FILOSOFIA INTEGRAL | A Humanidade e seu Desejo de Autonomia

Os iluministas gritaram aos quatro cantos que o que importava era a Razão. Não foi, porém, por acaso. O seu tempo experimentava mudanças significativas. O mundo não era mais estático, como antes. A tecnologia começava a se impor e a organização social estava ficando mais complexa. E tudo isso fruto da inteligência humana.

O orgulho que os homens começaram a sentir do seu poder de pensar e construir através do seu pensamento tinha seu fundamento e esse deslumbre levou-os a acreditar que eram capazes de, por si mesmos, atingir os mais altos saberes. As conquistas e os desenvolvimentos históricos, frutos da razão, foram tomados como “prova” desse poder. Afinal, se eles foram capazes de construir um mundo complexo e fascinante sem pedir ajuda a ninguém, apenas contando com a força de seu saber compartilhado uns com os outros, isso é a demonstração do poder da inteligência humana.

Não é por acaso que a humanidade, depois de um tempo vacilante, oscilando entre o místico e o racional, escolheu este como o seu único guia. Na modernidade, ela assume, de vez, sua autonomia e rejeita todo suposto conhecimento que lhe fosse oferecido desde fora. Definiu que o que ela podia conhecer era somente aquilo que podia apreender por meio de suas próprias capacidades cognitivas.

Mas a Modernidade não é um acidente na história, e sim a culminância de um processo contínuo e gradativo que começa no Éden; é apenas um desdobramento do pecado de Adão. Se traçarmos uma linha cronológica da história do pensamento, vamos verificar que ela é uma marcha constante em direção a uma busca, cada vez maior, por parte dos homens, por independência de pensamento, por uma rejeição gradativa de qualquer ideia ou conceito que seja oriunda de uma autoridade que não a sua própria razão.

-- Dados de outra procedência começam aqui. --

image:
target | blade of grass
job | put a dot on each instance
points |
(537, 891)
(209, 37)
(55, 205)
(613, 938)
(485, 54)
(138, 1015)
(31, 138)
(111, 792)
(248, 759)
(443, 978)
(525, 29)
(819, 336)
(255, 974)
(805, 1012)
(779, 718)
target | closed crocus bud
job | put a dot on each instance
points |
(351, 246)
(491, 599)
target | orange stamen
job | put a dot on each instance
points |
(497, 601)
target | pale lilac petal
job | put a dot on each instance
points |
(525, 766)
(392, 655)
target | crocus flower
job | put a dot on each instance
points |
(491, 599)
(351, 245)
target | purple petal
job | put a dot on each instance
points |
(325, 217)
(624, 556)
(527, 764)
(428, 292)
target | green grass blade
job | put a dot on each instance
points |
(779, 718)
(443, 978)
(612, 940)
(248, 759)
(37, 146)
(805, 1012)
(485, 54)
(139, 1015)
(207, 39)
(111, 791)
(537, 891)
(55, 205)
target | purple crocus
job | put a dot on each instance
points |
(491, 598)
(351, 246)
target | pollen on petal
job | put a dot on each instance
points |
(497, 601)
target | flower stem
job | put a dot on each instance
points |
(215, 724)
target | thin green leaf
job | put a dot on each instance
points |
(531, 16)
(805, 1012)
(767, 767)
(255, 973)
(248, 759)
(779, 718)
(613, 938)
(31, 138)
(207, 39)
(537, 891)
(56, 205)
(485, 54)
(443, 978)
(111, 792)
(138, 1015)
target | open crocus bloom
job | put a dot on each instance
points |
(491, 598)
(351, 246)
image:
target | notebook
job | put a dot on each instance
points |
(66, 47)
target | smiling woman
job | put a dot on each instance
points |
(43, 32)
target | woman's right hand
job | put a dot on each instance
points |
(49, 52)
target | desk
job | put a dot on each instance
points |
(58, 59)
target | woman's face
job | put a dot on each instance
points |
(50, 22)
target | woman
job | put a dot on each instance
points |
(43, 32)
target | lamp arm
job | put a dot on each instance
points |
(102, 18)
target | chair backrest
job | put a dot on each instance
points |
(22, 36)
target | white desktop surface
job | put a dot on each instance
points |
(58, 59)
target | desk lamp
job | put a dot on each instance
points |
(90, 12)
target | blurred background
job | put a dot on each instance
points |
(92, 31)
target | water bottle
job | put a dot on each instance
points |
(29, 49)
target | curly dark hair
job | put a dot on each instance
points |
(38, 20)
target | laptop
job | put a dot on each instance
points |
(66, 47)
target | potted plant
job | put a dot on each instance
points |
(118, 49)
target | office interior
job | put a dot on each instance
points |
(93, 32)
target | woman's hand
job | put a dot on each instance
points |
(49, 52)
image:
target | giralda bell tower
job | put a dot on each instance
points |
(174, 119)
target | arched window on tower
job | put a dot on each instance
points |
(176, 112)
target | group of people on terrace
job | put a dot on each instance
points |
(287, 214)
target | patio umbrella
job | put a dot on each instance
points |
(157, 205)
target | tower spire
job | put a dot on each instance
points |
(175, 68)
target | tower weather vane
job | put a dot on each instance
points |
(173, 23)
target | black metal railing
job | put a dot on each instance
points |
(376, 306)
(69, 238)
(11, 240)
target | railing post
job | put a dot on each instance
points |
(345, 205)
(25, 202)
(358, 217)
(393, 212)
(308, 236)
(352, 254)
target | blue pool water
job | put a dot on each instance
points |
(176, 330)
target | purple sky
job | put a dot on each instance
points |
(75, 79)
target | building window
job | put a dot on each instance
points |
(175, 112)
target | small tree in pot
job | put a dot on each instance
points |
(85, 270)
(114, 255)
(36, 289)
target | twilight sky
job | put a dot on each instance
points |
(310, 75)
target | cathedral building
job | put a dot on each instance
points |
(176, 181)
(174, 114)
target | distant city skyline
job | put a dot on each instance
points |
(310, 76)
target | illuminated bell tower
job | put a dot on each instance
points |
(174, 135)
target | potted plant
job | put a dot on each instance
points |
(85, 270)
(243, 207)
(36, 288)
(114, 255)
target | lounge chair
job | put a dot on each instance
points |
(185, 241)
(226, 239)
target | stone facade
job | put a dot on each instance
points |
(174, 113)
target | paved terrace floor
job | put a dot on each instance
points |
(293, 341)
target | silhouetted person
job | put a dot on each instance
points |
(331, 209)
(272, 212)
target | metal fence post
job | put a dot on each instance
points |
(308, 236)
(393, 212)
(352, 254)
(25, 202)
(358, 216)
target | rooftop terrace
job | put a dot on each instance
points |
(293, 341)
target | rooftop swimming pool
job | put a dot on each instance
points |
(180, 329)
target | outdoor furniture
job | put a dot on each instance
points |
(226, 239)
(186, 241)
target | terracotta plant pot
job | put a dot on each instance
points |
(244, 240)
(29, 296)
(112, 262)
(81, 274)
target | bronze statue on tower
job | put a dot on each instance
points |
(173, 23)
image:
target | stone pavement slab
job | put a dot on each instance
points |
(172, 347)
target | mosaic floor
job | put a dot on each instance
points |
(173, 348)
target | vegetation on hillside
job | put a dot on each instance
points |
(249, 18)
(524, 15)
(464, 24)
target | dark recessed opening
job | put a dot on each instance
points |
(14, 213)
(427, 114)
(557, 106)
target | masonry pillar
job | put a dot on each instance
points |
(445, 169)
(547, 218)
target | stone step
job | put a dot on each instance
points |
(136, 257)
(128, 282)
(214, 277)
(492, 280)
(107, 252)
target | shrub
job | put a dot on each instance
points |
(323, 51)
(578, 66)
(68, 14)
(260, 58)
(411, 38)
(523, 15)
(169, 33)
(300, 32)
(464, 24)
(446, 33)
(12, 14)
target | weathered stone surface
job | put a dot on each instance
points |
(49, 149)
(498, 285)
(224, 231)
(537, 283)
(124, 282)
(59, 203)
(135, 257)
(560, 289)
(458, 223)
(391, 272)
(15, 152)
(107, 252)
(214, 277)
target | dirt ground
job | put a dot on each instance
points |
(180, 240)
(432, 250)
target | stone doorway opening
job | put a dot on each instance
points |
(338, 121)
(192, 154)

A verdade é que a história do pensamento se mostra como uma mera continuidade do mito adâmico. Neste, o homem ouve uma voz (que seria como um daimon, retratado como uma serpente), que lhe diz que ele poderia ser como os deuses, ou seja, que poderia abarcar a realidade já não mais sob uma tutela superior, mas contando com suas próprias capacidades intrínsecas.

Obviamente que, ao considerar a sugestão soprada aos seus ouvidos, o homem só poderia tomar a tutoria divina como algo sufocante. Se há o anseio por agir com autonomia, toda direção dada por outrem passa a ser incômoda.

A partir de então, esse homem, que tinha o anseio de pensar por si mesmo, de conhecer por si mesmo, de estabelecer as próprias bases do seu pensamento, não poderia aceitar que outrem, ainda que fosse o próprio Deus, lhe outorgasse os princípios para o conhecimento. Portanto, rejeita-os peremptoriamente.

Adam quis ser como os deuses, negando a direção do Pedagogo e nisto consistiu o seu pecado. Pecado que ficou incrustado na alma dos seus descendentes, que permanecem em toda a sua história buscando sua autonomia, tentando afirmar que podem, por si mesmos, não só decifrar a realidade, mas determiná-la.

Mas essa pretensão de autonomia não foi um mero ato rebelde de quem se engana quanto às suas próprias capacidades. Pelo contrário, se o homem vislumbrou a possibilidade de ser como os deuses, é porque percebeu em si atributos semelhantes aos deles. O pecado adâmico só tem relevância porque foi realizado por um ser realmente poderoso, capaz de produzir maravilhas. O único problema é que, toda essa potência, sem os devidos princípios, além dos prodígios, é capaz de engendrar muitas dores.

Tanto que a história da humanidade pode ser resumida numa sequência de conquistas espetaculares, desenvolvimentos esplêndidos, criações maravilhosas e, ao mesmo tempo, de produção de mazelas horripilantes, violências sanguinolentas e crueldades inexplicáveis. O mesmo conhecimento que foi capaz de salvar civilizações inteiras, não demorou a ser usado para destruí-las.

Tudo isso, com efeito, é produto desse espírito humano, poderoso por sua semelhança com a divindade, mas perigoso, por rejeitar os princípios oferecidos por ela.

A rejeição da orientação divina lançou a humanidade no mundo por conta própria, abandonada em sua própria perspectiva, perdida em seu próprio ponto de vista, fechada em sua própria experiência, sem princípios, sem fundamentos. E o resultado disso está registrado na história: uma mistura de maravilhas e confusões que só os seres humanos são capazes de cometer.